Wanneer dit gebeurt, comprimeert de kern zich in zo'n kleine omvang dat deze praktisch geen volume heeft, maar oneindige dichtheid. Hierdoor begint het zwarte gat licht te verbruiken. Dat wil zeggen dat de omgeving een beerput wordt van duisternis waar niets doorheen kan kijken.
Het zou ook een snelheid nodig hebben die groter is dan het licht om aan de zwaartekracht te ontsnappen. Omdat geen enkel voorwerp deze snelheid kan bereiken, zal alles wat in het zwaartekrachtveld komt voor eeuwig in de val blijven lopen.

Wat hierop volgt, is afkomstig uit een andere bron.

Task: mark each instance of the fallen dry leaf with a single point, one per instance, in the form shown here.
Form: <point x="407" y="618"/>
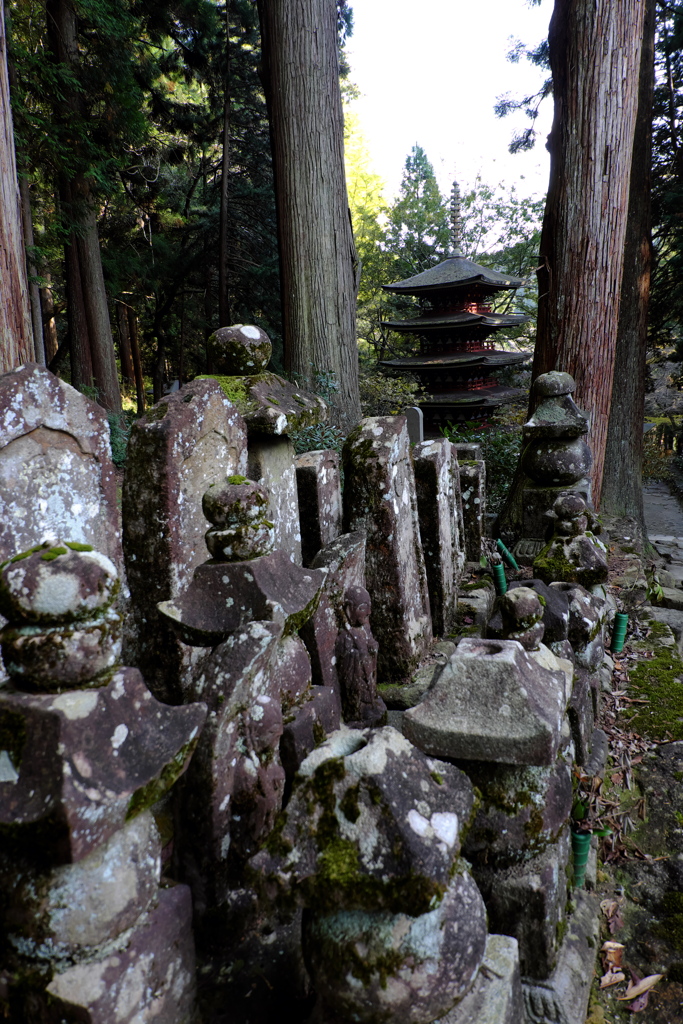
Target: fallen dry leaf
<point x="639" y="1004"/>
<point x="611" y="978"/>
<point x="642" y="986"/>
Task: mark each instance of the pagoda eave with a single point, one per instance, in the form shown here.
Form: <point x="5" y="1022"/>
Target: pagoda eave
<point x="489" y="397"/>
<point x="454" y="272"/>
<point x="423" y="325"/>
<point x="486" y="357"/>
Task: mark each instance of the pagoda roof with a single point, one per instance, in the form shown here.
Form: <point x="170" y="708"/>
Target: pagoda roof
<point x="443" y="360"/>
<point x="456" y="271"/>
<point x="433" y="322"/>
<point x="488" y="397"/>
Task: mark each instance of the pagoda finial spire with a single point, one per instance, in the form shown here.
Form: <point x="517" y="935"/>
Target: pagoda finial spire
<point x="456" y="221"/>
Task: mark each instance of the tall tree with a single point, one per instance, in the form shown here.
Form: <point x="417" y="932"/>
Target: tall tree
<point x="15" y="327"/>
<point x="595" y="47"/>
<point x="622" y="481"/>
<point x="418" y="228"/>
<point x="93" y="359"/>
<point x="317" y="255"/>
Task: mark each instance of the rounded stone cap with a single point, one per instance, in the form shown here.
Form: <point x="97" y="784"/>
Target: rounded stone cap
<point x="239" y="503"/>
<point x="240" y="349"/>
<point x="554" y="383"/>
<point x="521" y="605"/>
<point x="56" y="583"/>
<point x="568" y="506"/>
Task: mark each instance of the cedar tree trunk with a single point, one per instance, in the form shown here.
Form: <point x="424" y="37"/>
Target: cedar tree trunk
<point x="15" y="328"/>
<point x="91" y="342"/>
<point x="317" y="258"/>
<point x="224" y="317"/>
<point x="622" y="479"/>
<point x="595" y="49"/>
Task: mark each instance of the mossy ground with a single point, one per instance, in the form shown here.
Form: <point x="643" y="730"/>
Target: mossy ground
<point x="658" y="680"/>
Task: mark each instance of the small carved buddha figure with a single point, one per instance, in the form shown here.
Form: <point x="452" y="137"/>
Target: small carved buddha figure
<point x="355" y="650"/>
<point x="522" y="616"/>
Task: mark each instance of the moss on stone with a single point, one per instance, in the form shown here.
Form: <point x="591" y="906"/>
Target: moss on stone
<point x="147" y="795"/>
<point x="52" y="553"/>
<point x="12" y="735"/>
<point x="235" y="389"/>
<point x="349" y="804"/>
<point x="659" y="681"/>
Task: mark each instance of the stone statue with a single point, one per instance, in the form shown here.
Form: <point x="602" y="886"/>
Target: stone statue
<point x="355" y="651"/>
<point x="574" y="554"/>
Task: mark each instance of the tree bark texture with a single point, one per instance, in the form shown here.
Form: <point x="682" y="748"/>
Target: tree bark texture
<point x="595" y="49"/>
<point x="622" y="480"/>
<point x="316" y="249"/>
<point x="91" y="340"/>
<point x="15" y="328"/>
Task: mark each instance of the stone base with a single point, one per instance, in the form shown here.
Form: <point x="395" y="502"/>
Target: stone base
<point x="528" y="902"/>
<point x="496" y="996"/>
<point x="152" y="980"/>
<point x="526" y="550"/>
<point x="562" y="998"/>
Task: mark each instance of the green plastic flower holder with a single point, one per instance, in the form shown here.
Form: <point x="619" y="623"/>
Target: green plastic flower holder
<point x="619" y="632"/>
<point x="581" y="848"/>
<point x="506" y="555"/>
<point x="500" y="582"/>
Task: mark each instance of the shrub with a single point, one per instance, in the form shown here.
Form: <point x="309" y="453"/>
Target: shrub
<point x="500" y="450"/>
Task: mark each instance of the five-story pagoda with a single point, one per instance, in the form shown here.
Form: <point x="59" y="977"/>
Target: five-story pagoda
<point x="457" y="361"/>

(Gekopieerd uit mijn antwoord: als we een camera in een zwart gat konden sturen, wat zouden we dan zien?)
Vriendelijke groeten, Ricey.
(Dit is absoluut niet echt, maar het ziet er zeker cool uit)
Antwoord:
De ster stort ineen in een neutronenster of een zwart gat na een supernova-explosie.
Uitleg:
Wanneer een ster groter dan 8 zonnemassa's in de kern opraken van waterstof, begint het geleidelijk zwaardere elementen te fuseren. Als de kern voornamelijk uit ijzer bestaat, zijn er geen fusiereacties meer, omdat er meer energie nodig is om ijzer te smelten.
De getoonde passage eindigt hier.